Germany’s political landscape looks unpredictable. The Christian Democrats cling to Merkel and are exhausted by long disagreements with their sister party in Bavaria about refugee policy. The Social Democrats are stuck at 20-something per cent in the polls and feel so intimidated by Merkel that last year they questioned the need to have their own leader. The AfD, with its charismatic leader Frauke Petry, is currently the third biggest party, leaving the Greens and Left party behind.

What would a Germany without Merkel look like?

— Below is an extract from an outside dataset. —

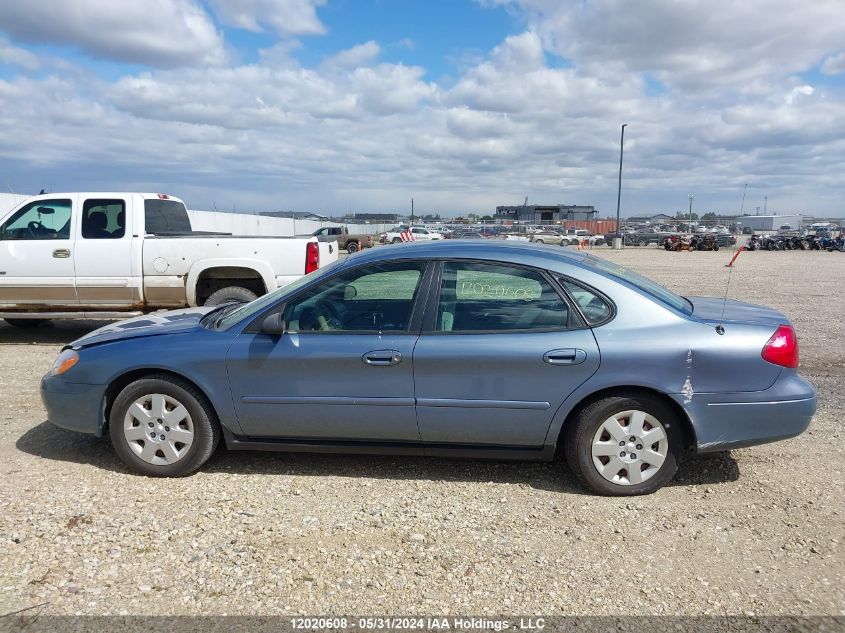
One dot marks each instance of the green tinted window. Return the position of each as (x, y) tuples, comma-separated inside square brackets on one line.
[(40, 220), (479, 297)]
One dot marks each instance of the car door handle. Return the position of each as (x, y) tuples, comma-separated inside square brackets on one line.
[(382, 357), (569, 356)]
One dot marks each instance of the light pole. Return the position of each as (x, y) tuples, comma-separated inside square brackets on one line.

Would the AfD take over and launch a referendum for Deutschland to leave the EU (a Dexit)? That’s unlikely at the moment, but not completely out of the question. Will Social Democrats, Greens and the Left party form a coalition? It would have been unbelievable six months ago, but not now.

The Christian Democratic party (CDU) “must therefore learn to run, must be able to take up the struggle with the political opponent in the future without its old warhorse […]. She has to break away from home, like someone experiencing puberty, and go her own way.” These are Merkel’s words, published in the Frankfurter Allgemeine Zeitung in December 1999. They were aimed at Helmut Kohl, the former chancellor who still dominated the party. After 16 years in office he had lost the general election in 1998, and in 2000 his grip on the CDU was broken by his former protegee, Merkel.

Her message of almost two decades ago applies to her party today, as well as to all liberal and pro-European Germans. They have to be willing to take over responsibility for Germany, as well as for a Europe that doesn’t just care about single market and free movement but about the needs of its citizens. They have to emancipate themselves from Mutti. There is always an alternative.

Anna Lehmann is an editor on the Berlin-based daily newspaper Die Tageszeitung, and currently works in the Guardian's offices on the George Weidenfeld Bursary, an international journalists' exchange scheme.